Different Types of Data Structures in Pandas
Pandas has two main types of data structures: Series and DataFrame. These data structures are built on top of NumPy, which means they are fast.
1. Series
A Series is a one-dimensional array-like object that can hold any data type (integers, strings, floating points, Python objects, etc.). It labels each data point with a unique identifier, which by default is a number from 0 to N (N being the length of the data - 1).
For example, imagine we have a series of four different fruits. In a pandas Series, this data will look something like this:
Index | Item |
0 | Apple |
1 | Banana |
2 | Cherry |
3 | Blueberry |
In the example above, each fruit is associated with a unique index (0 to 3).
2. DataFrame
A DataFrame is a two-dimensional table of data with rows and columns. Like a series, the rows are all labeled with a unique index. However, in a DataFrame, the columns are also labeled. DataFrames are great for representing real-world data because they allow you to store heterogeneous types of data (numeric, date-time, text, etc.) in the same table, all aligned by the same index.
For example, imagine we have a DataFrame that contains information about those same four fruits, such as their color and weight.
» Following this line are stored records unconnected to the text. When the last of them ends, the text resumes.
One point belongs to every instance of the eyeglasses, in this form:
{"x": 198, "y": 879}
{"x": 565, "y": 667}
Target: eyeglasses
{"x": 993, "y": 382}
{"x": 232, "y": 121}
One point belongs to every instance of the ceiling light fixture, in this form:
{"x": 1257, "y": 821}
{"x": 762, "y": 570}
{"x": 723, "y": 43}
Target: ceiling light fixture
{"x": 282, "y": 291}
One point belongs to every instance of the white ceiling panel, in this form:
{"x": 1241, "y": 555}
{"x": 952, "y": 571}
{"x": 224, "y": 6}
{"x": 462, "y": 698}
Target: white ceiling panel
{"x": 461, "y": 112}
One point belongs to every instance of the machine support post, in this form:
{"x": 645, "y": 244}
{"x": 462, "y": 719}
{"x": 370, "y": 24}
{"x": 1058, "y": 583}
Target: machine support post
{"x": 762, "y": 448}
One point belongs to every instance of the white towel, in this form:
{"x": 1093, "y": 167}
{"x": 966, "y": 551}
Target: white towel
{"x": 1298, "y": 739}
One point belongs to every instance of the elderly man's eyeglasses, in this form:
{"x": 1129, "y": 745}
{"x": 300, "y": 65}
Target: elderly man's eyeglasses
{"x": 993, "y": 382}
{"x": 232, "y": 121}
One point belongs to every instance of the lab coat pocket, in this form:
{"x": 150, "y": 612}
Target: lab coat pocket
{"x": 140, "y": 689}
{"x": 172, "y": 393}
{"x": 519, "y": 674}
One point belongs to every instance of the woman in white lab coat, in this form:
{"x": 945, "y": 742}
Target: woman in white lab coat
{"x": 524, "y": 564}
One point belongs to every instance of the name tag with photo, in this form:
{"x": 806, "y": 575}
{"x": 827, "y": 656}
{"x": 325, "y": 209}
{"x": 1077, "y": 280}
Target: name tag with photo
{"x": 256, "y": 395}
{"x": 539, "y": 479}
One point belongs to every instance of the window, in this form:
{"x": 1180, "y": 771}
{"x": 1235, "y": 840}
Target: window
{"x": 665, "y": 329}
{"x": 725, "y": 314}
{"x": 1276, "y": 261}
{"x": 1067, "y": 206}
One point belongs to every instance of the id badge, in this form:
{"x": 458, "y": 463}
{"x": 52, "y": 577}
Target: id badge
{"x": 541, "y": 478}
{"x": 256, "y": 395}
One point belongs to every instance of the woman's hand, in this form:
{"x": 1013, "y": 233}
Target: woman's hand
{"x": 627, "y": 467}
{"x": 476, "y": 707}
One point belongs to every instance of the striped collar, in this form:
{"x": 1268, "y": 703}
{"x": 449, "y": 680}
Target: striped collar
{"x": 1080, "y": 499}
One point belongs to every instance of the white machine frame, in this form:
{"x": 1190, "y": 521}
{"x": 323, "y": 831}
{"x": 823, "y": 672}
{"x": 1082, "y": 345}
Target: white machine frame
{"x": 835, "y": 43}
In a pandas DataFrame, this data will look something like this:
Index | Item | Color | Weight |
0 | Apple | Red | 150 |
1 | Banana | Yellow | 120 |
2 | Cherry | Red | 5 |
3 | Blueberry | Blue | 1 |
In the example above, each fruit is associated with an index (0 to 3), and each attribute of the fruit (color, weight) is a labeled column.
Key Points about Pandas Data Structure
key points about pandas data structures:
-
Two Main Data Structures: Pandas provides two key data structures - Series and DataFrame. A Series is a one-dimensional labeled array capable of holding any data type, while a DataFrame is a two-dimensional labeled data structure with columns of potentially different types.
-
Handling of Different Data Types: Both Series and DataFrames can hold various data types such as integer, float, string, and Python objects. A DataFrame can hold different types of data in each column.
-
Data Alignment: One of the critical features of pandas data structures is the behavior of the arithmetic operations between objects with different indexes. Pandas automatically aligns data in calculations by the index labels.
-
Handling Missing Data: Pandas data structures cater well to missing data. It represents missing or NA values using the
np.nan
object from NumPy. -
Manipulation and Transformation: Pandas data structures are mutable. They can be modified directly or transformed to derive new objects. You can add, remove, or update values. This makes pandas powerful for data wrangling and preprocessing.